We take time with each client to answer all of their questions and address their concerns with utmost attention and care, because we represent them and their tragedies. And we are happy to say that most of our clients feel like they are a part of the company as we build strong relationships with each one of them during the lawsuit and also after it ends. We are here in case they will need something in the future as well while our communication continues until all the aspects of the case are being solved.
Even though the legal procedures and the investigation processes are similar for almost every case, we always investigate carefully each situation to make sure we managed to gather all the necessary information and details. This is why in the following, we offer 10 important steps of a legal process to help you understand more of what happens in these situations.
Before any lawsuit is filed, attorneys need to gather all the available facts. The medical records of the plaintiff will be examined by a physician working with the attorney, to determine the actual extent of the injuries and their cause.

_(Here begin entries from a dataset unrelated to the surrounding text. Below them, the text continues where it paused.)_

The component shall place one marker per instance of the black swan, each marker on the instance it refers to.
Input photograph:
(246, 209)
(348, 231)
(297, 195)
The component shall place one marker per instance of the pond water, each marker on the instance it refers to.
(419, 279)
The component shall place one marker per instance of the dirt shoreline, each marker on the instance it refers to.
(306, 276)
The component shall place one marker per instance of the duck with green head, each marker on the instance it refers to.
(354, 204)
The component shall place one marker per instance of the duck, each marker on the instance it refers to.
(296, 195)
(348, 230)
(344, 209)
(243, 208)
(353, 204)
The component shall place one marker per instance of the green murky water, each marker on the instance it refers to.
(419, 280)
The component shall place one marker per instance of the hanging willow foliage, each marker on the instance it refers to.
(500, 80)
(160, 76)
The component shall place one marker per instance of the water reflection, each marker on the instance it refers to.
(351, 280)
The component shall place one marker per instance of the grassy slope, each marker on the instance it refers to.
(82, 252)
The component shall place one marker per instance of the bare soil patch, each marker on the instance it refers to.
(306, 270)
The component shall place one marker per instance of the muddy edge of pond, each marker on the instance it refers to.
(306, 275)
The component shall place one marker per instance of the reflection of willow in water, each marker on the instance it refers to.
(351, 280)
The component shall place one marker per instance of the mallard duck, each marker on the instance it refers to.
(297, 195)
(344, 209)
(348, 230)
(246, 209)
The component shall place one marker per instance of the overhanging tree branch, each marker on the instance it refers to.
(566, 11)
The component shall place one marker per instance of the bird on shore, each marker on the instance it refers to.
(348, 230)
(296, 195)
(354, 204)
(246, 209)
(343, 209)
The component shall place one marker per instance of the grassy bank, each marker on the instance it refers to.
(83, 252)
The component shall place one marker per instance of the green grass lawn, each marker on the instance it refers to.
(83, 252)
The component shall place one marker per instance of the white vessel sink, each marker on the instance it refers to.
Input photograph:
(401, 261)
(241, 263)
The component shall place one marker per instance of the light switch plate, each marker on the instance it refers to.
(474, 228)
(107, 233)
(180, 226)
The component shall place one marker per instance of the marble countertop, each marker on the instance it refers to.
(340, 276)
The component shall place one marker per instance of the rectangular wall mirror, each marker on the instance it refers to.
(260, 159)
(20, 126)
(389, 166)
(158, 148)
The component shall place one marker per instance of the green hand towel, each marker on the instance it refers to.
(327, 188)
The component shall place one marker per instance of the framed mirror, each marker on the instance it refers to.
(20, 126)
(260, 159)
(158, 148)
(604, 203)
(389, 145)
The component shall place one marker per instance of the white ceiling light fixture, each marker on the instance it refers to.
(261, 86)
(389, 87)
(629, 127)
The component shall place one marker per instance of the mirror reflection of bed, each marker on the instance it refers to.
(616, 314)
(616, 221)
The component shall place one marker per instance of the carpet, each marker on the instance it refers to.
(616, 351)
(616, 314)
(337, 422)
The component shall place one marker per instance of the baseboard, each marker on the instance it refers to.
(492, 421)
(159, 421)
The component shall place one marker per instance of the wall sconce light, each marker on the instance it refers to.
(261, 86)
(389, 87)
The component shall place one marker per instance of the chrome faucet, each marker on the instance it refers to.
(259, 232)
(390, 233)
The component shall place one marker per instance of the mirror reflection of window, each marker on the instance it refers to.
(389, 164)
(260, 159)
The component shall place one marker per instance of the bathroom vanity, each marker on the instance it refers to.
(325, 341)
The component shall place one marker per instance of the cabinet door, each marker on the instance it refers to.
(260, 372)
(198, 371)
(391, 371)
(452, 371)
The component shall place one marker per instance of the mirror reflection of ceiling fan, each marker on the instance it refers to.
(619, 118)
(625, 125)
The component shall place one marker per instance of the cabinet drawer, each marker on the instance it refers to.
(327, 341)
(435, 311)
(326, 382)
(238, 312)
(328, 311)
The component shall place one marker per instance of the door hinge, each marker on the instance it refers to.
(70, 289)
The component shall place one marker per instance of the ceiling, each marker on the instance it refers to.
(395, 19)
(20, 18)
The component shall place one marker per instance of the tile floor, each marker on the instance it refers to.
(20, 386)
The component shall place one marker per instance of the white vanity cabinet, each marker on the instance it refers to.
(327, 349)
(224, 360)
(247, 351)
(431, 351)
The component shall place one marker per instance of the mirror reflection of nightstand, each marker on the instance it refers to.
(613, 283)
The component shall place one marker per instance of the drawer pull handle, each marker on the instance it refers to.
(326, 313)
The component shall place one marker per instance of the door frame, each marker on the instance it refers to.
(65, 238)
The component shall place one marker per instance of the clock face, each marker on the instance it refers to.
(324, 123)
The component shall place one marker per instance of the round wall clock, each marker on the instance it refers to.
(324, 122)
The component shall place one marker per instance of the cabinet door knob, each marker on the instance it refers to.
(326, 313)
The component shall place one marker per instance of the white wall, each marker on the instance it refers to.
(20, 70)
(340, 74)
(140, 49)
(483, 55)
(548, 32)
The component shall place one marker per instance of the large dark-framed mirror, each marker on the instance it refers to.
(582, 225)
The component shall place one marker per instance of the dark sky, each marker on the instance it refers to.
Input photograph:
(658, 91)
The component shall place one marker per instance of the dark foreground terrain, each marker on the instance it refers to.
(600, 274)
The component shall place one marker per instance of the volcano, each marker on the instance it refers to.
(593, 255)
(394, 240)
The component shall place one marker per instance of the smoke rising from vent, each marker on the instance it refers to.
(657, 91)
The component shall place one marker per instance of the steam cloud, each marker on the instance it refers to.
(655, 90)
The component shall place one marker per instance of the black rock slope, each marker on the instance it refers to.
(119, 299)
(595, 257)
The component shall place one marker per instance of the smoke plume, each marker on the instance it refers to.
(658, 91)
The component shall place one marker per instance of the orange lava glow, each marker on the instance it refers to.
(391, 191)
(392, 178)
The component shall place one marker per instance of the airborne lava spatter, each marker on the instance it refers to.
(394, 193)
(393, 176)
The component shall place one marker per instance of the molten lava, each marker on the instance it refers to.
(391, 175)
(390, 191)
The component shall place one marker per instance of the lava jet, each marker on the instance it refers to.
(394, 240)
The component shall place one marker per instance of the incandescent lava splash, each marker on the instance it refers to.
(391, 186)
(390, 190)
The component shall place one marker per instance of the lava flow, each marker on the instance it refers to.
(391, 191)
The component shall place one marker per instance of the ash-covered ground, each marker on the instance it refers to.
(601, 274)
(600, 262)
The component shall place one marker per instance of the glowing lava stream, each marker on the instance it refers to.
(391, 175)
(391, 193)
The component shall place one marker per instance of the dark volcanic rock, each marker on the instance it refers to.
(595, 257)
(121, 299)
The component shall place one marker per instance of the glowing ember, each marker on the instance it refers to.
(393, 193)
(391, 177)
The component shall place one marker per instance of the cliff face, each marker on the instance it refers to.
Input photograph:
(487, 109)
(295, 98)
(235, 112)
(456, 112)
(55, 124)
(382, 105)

Accident reports will be gathered, available photographs will be examined and the attorney will speak with potential witnesses.
Before filing the actual lawsuit, the attorneys for the plaintiff and the defendant will try to reach a settlement acceptable to both parties, outside the courtroom. Such settlements might be reached in less severe cases. However when the plaintiff suffers serious, life-threatening injuries or even wrongful death it is less likely that the insurance company will offer an acceptable award and thus the attorney will prepare the case for trial.

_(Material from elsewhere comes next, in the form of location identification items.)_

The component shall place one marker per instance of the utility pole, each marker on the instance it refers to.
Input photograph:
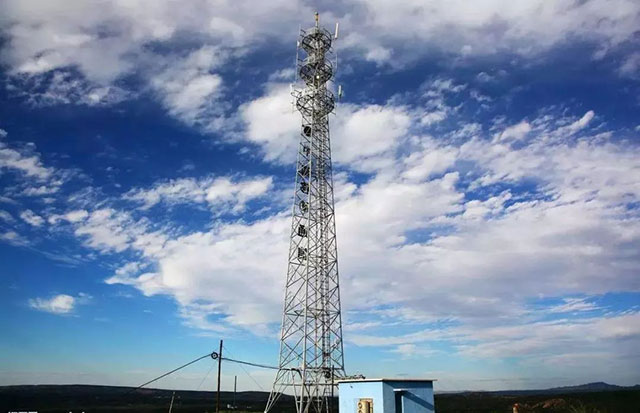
(311, 350)
(219, 370)
(235, 388)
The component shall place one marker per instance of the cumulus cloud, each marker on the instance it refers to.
(13, 238)
(361, 134)
(60, 304)
(31, 218)
(222, 193)
(22, 162)
(68, 38)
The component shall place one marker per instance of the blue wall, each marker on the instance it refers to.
(417, 396)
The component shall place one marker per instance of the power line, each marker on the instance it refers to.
(214, 356)
(246, 372)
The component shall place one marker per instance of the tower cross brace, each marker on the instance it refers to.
(311, 349)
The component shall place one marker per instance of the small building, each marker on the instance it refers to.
(386, 396)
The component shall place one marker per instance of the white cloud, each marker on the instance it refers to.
(31, 218)
(273, 124)
(361, 135)
(574, 305)
(28, 164)
(224, 194)
(188, 89)
(58, 304)
(5, 216)
(106, 43)
(515, 132)
(13, 238)
(65, 88)
(108, 230)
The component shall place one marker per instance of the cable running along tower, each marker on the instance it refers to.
(311, 351)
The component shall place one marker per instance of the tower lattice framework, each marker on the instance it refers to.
(311, 350)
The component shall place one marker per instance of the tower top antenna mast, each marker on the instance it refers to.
(311, 350)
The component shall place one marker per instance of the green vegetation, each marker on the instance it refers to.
(103, 399)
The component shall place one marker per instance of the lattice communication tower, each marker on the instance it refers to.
(311, 351)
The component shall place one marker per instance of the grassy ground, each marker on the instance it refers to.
(101, 399)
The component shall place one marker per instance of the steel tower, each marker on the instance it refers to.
(311, 352)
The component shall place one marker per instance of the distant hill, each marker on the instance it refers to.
(601, 397)
(582, 388)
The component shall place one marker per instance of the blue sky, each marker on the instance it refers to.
(487, 168)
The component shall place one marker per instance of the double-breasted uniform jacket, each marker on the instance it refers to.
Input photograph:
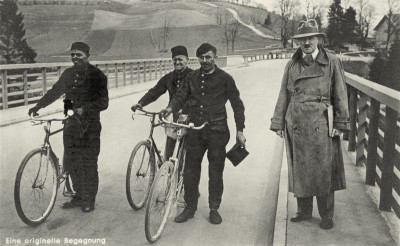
(85, 87)
(315, 161)
(171, 82)
(206, 95)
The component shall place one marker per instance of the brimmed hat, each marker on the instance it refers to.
(307, 28)
(179, 50)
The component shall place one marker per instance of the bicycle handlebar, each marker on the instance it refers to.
(189, 126)
(35, 121)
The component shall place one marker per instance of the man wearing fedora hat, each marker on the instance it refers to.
(171, 82)
(311, 113)
(85, 89)
(205, 92)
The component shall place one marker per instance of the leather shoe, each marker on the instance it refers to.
(87, 208)
(215, 218)
(75, 202)
(184, 216)
(326, 223)
(298, 217)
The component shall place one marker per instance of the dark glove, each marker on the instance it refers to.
(33, 111)
(136, 106)
(67, 106)
(165, 112)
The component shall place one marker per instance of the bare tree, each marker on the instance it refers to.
(287, 10)
(393, 8)
(366, 13)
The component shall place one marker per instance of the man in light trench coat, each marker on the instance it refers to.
(313, 81)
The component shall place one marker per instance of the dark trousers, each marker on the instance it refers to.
(81, 151)
(197, 143)
(169, 147)
(325, 205)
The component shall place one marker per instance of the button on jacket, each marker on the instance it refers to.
(206, 95)
(171, 82)
(85, 87)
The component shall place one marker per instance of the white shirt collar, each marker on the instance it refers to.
(314, 54)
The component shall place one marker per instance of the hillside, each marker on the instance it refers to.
(127, 31)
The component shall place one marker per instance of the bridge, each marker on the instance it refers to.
(256, 205)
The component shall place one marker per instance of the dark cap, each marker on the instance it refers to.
(178, 50)
(80, 46)
(204, 48)
(307, 28)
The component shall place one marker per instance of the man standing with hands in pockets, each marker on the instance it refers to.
(311, 113)
(205, 92)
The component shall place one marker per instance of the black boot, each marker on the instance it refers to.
(184, 216)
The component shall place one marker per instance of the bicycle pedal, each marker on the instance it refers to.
(68, 194)
(181, 204)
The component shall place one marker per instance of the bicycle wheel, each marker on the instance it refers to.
(140, 175)
(36, 186)
(160, 202)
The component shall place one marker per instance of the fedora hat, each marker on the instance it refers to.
(307, 28)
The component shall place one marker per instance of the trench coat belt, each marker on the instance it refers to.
(310, 98)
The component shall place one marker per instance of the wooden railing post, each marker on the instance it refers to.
(131, 69)
(389, 157)
(372, 143)
(362, 123)
(44, 81)
(4, 83)
(26, 99)
(116, 74)
(138, 72)
(124, 73)
(353, 119)
(144, 71)
(108, 78)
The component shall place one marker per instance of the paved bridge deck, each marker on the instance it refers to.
(249, 219)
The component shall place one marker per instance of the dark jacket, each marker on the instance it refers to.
(171, 82)
(84, 87)
(205, 96)
(315, 161)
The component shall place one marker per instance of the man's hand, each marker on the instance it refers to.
(78, 111)
(280, 133)
(165, 112)
(136, 106)
(241, 138)
(33, 111)
(336, 132)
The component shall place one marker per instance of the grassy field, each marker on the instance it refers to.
(119, 31)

A lawsuit begins by filing a Complaint with the court. The court issues paperwork that has to be delivered to the other party. The defendant has a certain limited number of days to respond to the lawsuit by filing a document known as the Answer.
Both attorneys have the right to obtain information, documents, and materials from the other side. The depositions of the plaintiff and the defendant are typically taken in one of the attorney's offices. The depositions of expert witnesses and other witnesses are also taken. After this stage, the lawyers know how the case looks and can decide whether to settle or go to trial.
Usually, courts require that parties try to reach a settlement with the help of a neutral mediator before the case goes to trial. Plaintiffs, defendants, their lawyers and the representatives of their insurance companies take part at the mediation. Although parties cannot be forced to settle, most cases are settled at mediation.
If mediation does not result in a settlement, the case will be set for trial. The waiting time for the trial varies; however, it could be anywhere from six months to three years or sometimes more. Once the date has been established both lawyers can request that the court holds a pretrial conference where certain legal issues can be clarified.
The trial is the phase of the case during which guilt or innocence (in civil cases this is referred to as "liability") of the defendant is established. The trial can take from one day to several weeks depending on the complexity of the case. There are two types of trials: bench (which means trial by the Judge) and jury. Plaintiffs and defendants are required to be present, although the defendant can decide whether to testify or not.
The judge or jury has the responsibility to determine how each party contributed to the incident and the amount to be paid. At the end of the trial, the jury will present its verdict and plaintiffs will know if they won or lost and the amount of compensation awarded, if any. The losing side is usually required to pay the court costs of the other party.
Either side has the right to appeal the jury's decision to a higher, appellate court. In general, the appellate court's function is not to retry the case but to instead look for possible legal errors that may have occurred at trial. The appellate court will issue a written decision either affirming or overturning what happened in the trial court.
Once a judgment has been obtained, the victorious party has the right to examine the assets of the losing party. There are various ways to execute a judgment. The awarded amount can be collected from bank accounts, wages, assets, including cash reserves, cars, boats or other equipment, and real estate.